One of the companies related to suspicious contracts on Nauru was Canstruct International. A contract was awarded to this company to provide welfare and garrison services on Nauru, despite the company not having any experience of providing either of these services to vulnerable people. The contract between the department and Canstruct International was extended many times, without a competitive tender. This was a shelf company with no relevant experience, getting a $1.8 billion contract, without a competitive tender, from the former government. We also know that the Leader of the Opposition knows this company very well. Executives of Canstruct enjoyed exclusive access to the now Leader of the Opposition during this period. These sorts of arrangements are exactly what this government intends to target through amendments to this bill.

I will say that the corporates in this case, in respect of this bill, will be protected where they can show that they have followed adequate procedures that are in place to prevent foreign bribery by an associate. As I said before, we're going to have guidance material for the corporations. They can follow that guidance material and then make sure that they're above reproach. The UK has utilised a similar offence to prosecute companies in a few cases of foreign bribery. These are reforms that ensure that a company cannot simply ignore bribery conducted by its employees or contractors where it results in benefits for their business. They cannot pretend that it's business as usual.

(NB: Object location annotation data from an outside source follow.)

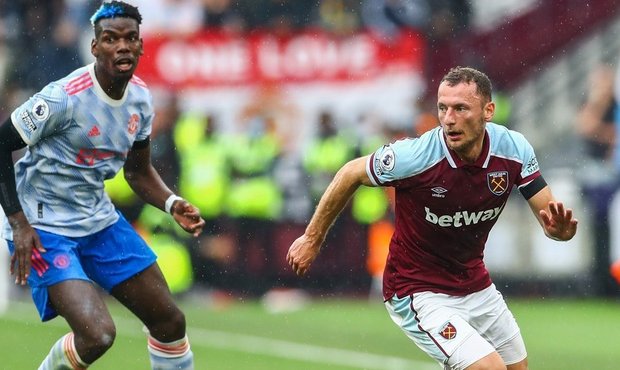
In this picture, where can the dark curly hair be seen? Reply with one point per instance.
(459, 74)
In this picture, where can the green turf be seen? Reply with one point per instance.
(559, 334)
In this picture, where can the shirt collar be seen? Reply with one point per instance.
(456, 162)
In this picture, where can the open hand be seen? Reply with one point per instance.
(558, 222)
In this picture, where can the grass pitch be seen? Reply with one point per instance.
(325, 334)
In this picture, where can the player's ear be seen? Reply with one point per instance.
(93, 48)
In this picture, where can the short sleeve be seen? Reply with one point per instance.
(43, 114)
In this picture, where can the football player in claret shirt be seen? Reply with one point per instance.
(451, 185)
(63, 231)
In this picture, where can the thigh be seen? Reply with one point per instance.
(60, 262)
(492, 318)
(80, 303)
(438, 329)
(115, 254)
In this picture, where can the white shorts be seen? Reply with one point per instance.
(458, 331)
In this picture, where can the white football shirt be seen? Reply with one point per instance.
(77, 137)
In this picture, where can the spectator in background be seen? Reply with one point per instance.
(47, 58)
(387, 17)
(170, 17)
(340, 17)
(222, 15)
(595, 127)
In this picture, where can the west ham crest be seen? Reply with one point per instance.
(498, 182)
(448, 331)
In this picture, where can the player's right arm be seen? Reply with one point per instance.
(24, 236)
(305, 249)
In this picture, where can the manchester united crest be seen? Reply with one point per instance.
(448, 331)
(498, 182)
(132, 125)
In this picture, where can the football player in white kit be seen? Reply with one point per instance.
(451, 185)
(62, 229)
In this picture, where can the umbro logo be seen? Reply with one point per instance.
(438, 192)
(94, 132)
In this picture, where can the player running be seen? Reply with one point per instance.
(63, 231)
(451, 185)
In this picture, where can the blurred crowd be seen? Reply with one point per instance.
(42, 41)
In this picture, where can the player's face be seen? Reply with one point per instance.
(463, 115)
(118, 47)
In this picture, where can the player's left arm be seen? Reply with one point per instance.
(557, 221)
(146, 182)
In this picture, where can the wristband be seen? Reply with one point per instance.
(170, 201)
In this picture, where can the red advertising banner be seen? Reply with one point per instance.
(214, 59)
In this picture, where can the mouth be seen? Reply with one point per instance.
(453, 135)
(124, 64)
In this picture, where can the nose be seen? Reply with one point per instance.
(449, 117)
(123, 45)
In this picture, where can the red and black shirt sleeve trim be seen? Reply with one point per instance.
(10, 140)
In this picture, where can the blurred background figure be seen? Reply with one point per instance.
(595, 126)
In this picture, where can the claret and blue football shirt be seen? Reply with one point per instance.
(445, 208)
(77, 137)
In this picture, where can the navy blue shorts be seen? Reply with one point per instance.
(107, 257)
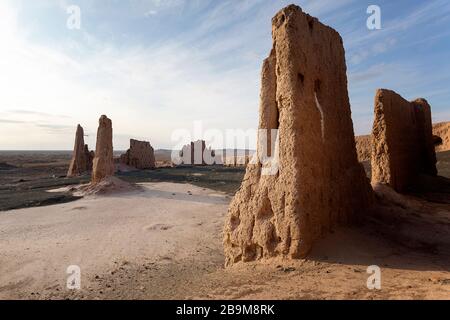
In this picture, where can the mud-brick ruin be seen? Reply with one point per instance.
(319, 182)
(82, 158)
(140, 155)
(402, 140)
(196, 153)
(103, 164)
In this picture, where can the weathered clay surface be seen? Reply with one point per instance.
(140, 155)
(196, 153)
(103, 165)
(82, 158)
(236, 161)
(402, 140)
(442, 130)
(363, 147)
(320, 182)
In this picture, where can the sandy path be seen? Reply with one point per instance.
(164, 243)
(165, 222)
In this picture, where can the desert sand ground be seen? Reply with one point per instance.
(164, 242)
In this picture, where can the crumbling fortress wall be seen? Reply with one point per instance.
(364, 147)
(402, 140)
(82, 158)
(196, 153)
(140, 155)
(442, 130)
(103, 164)
(320, 181)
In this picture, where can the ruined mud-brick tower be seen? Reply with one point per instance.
(319, 182)
(103, 165)
(140, 155)
(402, 140)
(81, 159)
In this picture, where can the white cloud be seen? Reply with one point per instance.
(147, 92)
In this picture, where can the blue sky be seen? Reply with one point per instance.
(154, 66)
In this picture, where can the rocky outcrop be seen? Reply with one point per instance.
(319, 182)
(103, 164)
(363, 147)
(442, 130)
(402, 140)
(82, 158)
(441, 140)
(140, 155)
(197, 154)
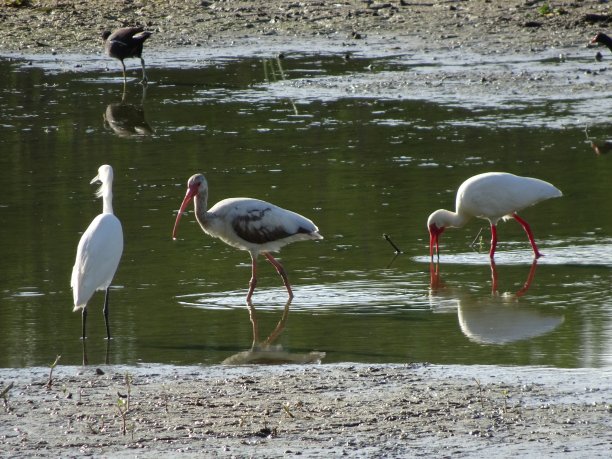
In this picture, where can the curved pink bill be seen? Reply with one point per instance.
(184, 204)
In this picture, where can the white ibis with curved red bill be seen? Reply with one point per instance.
(491, 196)
(98, 252)
(248, 224)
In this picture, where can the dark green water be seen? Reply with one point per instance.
(359, 167)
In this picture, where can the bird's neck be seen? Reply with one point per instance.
(200, 203)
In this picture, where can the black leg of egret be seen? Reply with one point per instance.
(83, 321)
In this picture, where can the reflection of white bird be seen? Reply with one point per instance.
(99, 251)
(491, 196)
(248, 224)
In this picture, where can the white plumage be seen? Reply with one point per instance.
(491, 196)
(98, 252)
(248, 224)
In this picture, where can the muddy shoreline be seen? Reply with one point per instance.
(314, 411)
(49, 26)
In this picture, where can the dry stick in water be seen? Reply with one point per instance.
(388, 239)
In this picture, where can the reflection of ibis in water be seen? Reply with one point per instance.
(599, 146)
(491, 196)
(265, 352)
(602, 39)
(496, 319)
(127, 120)
(248, 224)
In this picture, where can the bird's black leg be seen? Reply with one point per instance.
(85, 360)
(281, 271)
(83, 321)
(124, 77)
(105, 311)
(144, 75)
(253, 281)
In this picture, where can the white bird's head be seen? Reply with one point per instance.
(196, 185)
(105, 177)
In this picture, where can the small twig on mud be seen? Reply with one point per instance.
(388, 239)
(128, 383)
(4, 396)
(53, 365)
(286, 408)
(480, 394)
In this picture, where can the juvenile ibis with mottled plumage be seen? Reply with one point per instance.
(248, 224)
(491, 196)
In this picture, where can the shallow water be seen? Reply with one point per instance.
(338, 141)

Companies can currently avoid criminal liability under existing offences in the Criminal Code even if they know or strongly suspect foreign bribery is occurring. These companies have been able to remain wilfully blind to the activities of their associates, including through the use of third-party agents located offshore. These reforms will enable bribery by an associate of a corporation to trigger corporate liability.

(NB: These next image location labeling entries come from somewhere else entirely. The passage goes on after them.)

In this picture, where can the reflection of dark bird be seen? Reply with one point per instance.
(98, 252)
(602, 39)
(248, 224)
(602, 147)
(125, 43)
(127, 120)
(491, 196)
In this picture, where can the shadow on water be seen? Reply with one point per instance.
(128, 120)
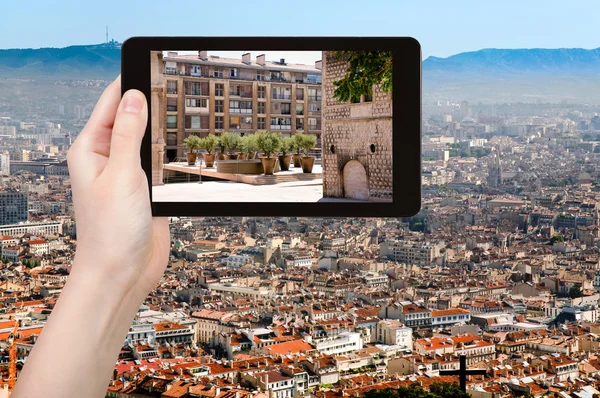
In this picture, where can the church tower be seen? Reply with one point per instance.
(494, 179)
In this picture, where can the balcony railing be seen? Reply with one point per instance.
(240, 110)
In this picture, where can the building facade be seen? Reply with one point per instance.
(201, 94)
(13, 207)
(357, 140)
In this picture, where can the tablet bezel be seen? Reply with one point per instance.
(406, 117)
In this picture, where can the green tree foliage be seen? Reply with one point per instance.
(365, 69)
(437, 390)
(556, 239)
(417, 223)
(575, 292)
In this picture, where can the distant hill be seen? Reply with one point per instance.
(101, 61)
(511, 75)
(489, 75)
(505, 62)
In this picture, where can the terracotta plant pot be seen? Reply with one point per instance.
(268, 165)
(284, 162)
(209, 159)
(297, 161)
(307, 164)
(191, 157)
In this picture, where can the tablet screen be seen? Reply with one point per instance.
(272, 126)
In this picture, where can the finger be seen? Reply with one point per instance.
(88, 155)
(128, 130)
(96, 135)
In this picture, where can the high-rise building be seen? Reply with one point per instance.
(201, 94)
(13, 207)
(4, 164)
(494, 179)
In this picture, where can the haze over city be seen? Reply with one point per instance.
(501, 267)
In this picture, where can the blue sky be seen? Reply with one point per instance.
(443, 27)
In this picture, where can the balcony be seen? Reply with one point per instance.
(281, 127)
(240, 110)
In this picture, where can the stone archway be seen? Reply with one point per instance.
(356, 183)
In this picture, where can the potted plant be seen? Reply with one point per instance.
(192, 142)
(268, 142)
(287, 145)
(221, 154)
(307, 143)
(248, 146)
(296, 146)
(208, 143)
(230, 141)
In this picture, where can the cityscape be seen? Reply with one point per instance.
(501, 266)
(252, 129)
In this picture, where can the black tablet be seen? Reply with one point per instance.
(280, 126)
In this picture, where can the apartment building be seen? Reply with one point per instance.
(418, 253)
(205, 94)
(13, 207)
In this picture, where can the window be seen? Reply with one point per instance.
(313, 78)
(281, 123)
(194, 88)
(262, 90)
(314, 107)
(314, 94)
(171, 68)
(172, 121)
(219, 123)
(219, 90)
(277, 76)
(194, 122)
(196, 102)
(171, 104)
(281, 93)
(235, 90)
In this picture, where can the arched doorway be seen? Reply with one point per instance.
(356, 184)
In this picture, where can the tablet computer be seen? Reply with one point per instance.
(280, 126)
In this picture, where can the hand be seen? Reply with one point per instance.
(121, 253)
(111, 200)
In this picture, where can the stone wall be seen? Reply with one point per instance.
(158, 118)
(361, 131)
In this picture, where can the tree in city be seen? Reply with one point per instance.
(365, 69)
(556, 239)
(575, 292)
(436, 390)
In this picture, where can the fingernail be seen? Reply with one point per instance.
(132, 103)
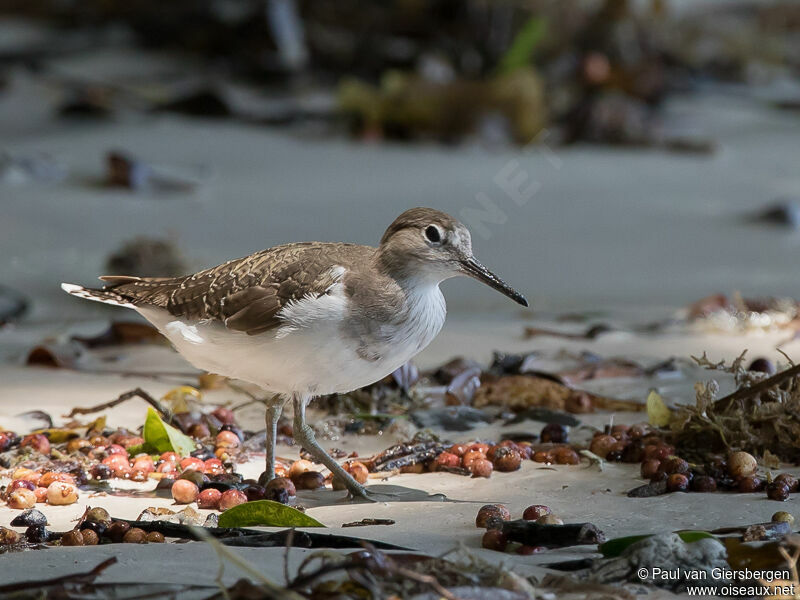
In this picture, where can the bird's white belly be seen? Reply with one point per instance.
(314, 359)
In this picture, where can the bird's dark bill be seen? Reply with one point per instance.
(475, 269)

The reforms will also create a new offence—that is certainly true—for corporations that fail to prevent foreign bribery. The maximum penalty will be $27.5 million or higher. Companies can also be held directly liable for the foreign bribery activities of their employees, external contractors, agents and subsidiaries, unless a business can demonstrate that they had adequate procedures in place. That is eminently fair. You are responsible, as an entity, for the operations that you are conducting as a corporate entity. These reforms are about ensuring accountability, something that was very far away from the minds of the opposition when they were in government, with respect to sitting on this bill and doing nothing for so many years. We know that prosecuting for foreign bribery is currently so challenging. As I said earlier, that's why we are making the changes to the definitions in division 70 of the Commonwealth Criminal Code.

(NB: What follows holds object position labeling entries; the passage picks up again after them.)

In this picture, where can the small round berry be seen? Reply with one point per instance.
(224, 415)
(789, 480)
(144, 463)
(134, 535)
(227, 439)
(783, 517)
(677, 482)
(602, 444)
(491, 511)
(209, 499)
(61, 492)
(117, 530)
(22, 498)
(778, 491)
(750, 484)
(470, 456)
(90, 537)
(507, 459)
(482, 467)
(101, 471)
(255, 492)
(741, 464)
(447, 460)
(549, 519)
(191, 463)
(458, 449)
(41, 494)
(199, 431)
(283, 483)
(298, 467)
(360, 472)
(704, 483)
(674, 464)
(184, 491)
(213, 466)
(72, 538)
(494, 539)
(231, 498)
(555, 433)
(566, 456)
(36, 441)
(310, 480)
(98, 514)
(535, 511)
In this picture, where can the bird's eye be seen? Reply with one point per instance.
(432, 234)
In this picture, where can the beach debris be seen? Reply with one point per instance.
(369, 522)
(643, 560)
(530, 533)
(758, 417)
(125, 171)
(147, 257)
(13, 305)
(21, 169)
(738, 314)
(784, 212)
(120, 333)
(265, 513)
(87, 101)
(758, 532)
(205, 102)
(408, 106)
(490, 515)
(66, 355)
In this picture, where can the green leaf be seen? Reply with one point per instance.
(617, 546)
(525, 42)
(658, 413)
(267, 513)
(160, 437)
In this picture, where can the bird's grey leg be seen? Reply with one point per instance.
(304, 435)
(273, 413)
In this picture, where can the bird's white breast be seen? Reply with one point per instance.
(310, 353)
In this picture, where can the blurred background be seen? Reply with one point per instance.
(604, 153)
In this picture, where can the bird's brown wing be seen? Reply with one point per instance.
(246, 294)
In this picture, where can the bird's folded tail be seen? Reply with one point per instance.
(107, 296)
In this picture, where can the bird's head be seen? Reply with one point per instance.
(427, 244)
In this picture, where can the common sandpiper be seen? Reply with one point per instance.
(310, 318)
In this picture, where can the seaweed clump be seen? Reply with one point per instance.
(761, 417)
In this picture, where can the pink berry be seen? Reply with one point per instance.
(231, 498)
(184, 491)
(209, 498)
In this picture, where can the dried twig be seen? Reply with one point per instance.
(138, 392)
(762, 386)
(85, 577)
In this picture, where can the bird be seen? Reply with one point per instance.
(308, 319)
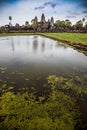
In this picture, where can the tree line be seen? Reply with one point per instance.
(46, 26)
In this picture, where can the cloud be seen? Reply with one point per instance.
(70, 17)
(73, 12)
(39, 8)
(52, 4)
(83, 3)
(85, 16)
(84, 12)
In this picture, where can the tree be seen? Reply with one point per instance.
(10, 19)
(79, 25)
(27, 24)
(68, 23)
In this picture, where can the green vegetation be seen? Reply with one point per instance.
(16, 34)
(57, 109)
(69, 37)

As part of this bill, the existing foreign bribery offence will be replaced to ensure that it better captures typical cases of foreign bribery identified by law enforcement. Prosecutors currently need to show that both the bribe and the business advantage it sought were 'not legitimately due', which is difficult in cases where bribes are disguised as legitimate payments. This bill replaces the need for this and instead requires prosecutors to demonstrate the improper influencing of a foreign public official. It also broadens the scope of the foreign bribery offence to include bribery conducted that involves a personal advantage, not just a business advantage. It modifies the definition of 'foreign public official' to include candidates for public office—quite rightly. The bill also introduces a new corporate offence of failure to prevent foreign bribery. This relates to cases where an associate of a body corporate has committed bribery for the benefit of the body corporate.

The Albanese government is taking action on foreign bribery by Australian companies after 10 years of nothing happening. This is about accountability and the value of accountability, which we hold high. This is about having no tolerance for corruption. That is why we are pushing ahead with this bill, despite the empty protestations of some of the speakers opposite and the do-nothing attitude that was emblematic of the opposition when they were in government. It's time for us to take action. It's time for us to pass this bill through the House.